Is pyrrolidinone the new methylenedioxy? Only on the smart drug set? ;)
 
LuxEtVeritas said:
there are many analogues of nicotine in the literature, many created when tobacco is burned

It would be difficult to know how much those analogues put the actual activity into smoking nicotine then, due to the pyrolysis of nicotine itself creating those chemicals.
 
It is my understanding that longer acting ACh agonists would not be pleasurable. Likely more of that shaky "I just smoked way too many cigarettes" feeling that lasts for ages. Besides we have longer acting deliver methods that are not very popular, cigars for example.
 
I think that would depend on potency and efficacy, and then how much is actually ingested. Varenicline doesn't seem to cause that (but isn't that a partial agonist?)
 
I always thought it would be intriguing to create and market "long lasting cigarettes" which contain a nicotine analog that has a longer half-life, enabling one to smoke fewer cigarettes a day (since the frequency of smoking is what can make it so addictive.)


No, what makes nicotine so addictive is that it's usually an inhaled (really fast come-up) reward system drug.

Addiction is mostly about the speed of the come-up. Duration is a factor, but nowhere near as large (injected heroin lasts 3 hours (never done, it but that's what i've been told) yet is still very addictive. However orally taken opiates that last 3 hours are nowhere near as addictive. The intensity of the high is also nowhere near as important as the speed of the come-up.

Nicotine gum is nowhere near as addictive as inhaled nicotine.
 
Cytisine (a natural alkaloid) and its bromination product are long-acting nicotinergics. Cytisine tabletts are sold by a Eastern European company for smoking cessation.
 
No, what makes nicotine so addictive is that it's usually an inhaled (really fast come-up) reward system drug.

Addiction is mostly about the speed of the come-up. Duration is a factor, but nowhere near as large (injected heroin lasts 3 hours (never done, it but that's what i've been told) yet is still very addictive. However orally taken opiates that last 3 hours are nowhere near as addictive. The intensity of the high is also nowhere near as important as the speed of the come-up.

Nicotine gum is nowhere near as addictive as inhaled nicotine.

Hey, thanks for the information.
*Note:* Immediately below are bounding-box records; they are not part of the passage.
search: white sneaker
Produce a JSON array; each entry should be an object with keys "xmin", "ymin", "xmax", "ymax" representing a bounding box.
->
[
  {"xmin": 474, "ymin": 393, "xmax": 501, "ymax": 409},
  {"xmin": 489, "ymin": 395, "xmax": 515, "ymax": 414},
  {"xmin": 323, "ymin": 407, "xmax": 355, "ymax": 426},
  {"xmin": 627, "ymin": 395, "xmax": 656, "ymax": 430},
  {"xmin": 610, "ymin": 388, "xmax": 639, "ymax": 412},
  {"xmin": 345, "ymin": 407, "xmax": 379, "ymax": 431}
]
I've been in the process of quitting smoking for a few weeks now, been on the gum. I'm not heavily addicted at all, but I would like to avoid withdrawal however small it may be so I've been tapering with the gum, started with 4 a day, now I'm down to 1 or 2 a day, at 730pm today I'm just starting to get cravings, on to my point:

I noticed whilst quitting that if I chew only the gum for a good week or so, I'm very close to no withdrawals at all, but the few times I've 'relapsed', and had a drag off someone's smoke, I've noticed withdrawals much earlier the next day. I figured the Nicotine in the gum, and that in the cigarettes are going to keep me just as hooked, so having a drag for example, rather than a piece of gum is not a really big issue, turns out it probably is and I should stick 100% to the gum, eh?
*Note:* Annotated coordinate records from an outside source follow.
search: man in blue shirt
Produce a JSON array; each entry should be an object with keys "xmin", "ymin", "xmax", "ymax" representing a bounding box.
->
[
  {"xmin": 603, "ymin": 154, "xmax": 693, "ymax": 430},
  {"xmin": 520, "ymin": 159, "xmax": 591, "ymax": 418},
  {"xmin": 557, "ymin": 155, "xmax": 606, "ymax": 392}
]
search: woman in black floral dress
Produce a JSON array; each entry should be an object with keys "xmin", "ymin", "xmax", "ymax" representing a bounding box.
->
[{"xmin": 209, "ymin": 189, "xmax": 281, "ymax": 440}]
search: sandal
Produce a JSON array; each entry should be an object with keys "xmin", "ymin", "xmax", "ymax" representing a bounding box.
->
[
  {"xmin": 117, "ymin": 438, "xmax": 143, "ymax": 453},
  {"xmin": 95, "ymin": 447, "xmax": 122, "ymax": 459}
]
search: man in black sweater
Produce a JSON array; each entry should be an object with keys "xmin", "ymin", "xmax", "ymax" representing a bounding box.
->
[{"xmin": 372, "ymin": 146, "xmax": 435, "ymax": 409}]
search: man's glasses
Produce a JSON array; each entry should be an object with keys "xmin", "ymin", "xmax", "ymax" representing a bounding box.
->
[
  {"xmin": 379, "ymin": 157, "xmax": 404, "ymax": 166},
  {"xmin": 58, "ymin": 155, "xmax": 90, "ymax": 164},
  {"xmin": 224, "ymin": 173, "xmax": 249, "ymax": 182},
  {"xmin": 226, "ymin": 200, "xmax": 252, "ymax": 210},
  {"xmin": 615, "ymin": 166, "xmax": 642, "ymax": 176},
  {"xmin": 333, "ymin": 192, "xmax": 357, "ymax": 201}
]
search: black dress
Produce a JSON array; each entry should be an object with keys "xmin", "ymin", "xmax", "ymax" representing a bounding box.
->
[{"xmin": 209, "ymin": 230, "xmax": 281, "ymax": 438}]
Haha, quitting is hard...I'm not very addicted to 'cigarettes' I don't miss them at all, it's strictly Nicotine I seek, strictly to keep WDs away whilst I'm at school. What makes it hard is not really caring too much for my physical health, and this all just being about a 4 month, substance free vacation for the sake of my mental health. Nicotine, if anything, seems to help me mentally, my HPPD and anxiety gets pretty bad during withdrawals, and a ciggy always calms me, but alas, I shall prevail for 4 months, and probably become a smoker again when it is over, lol, making quitting quite tough.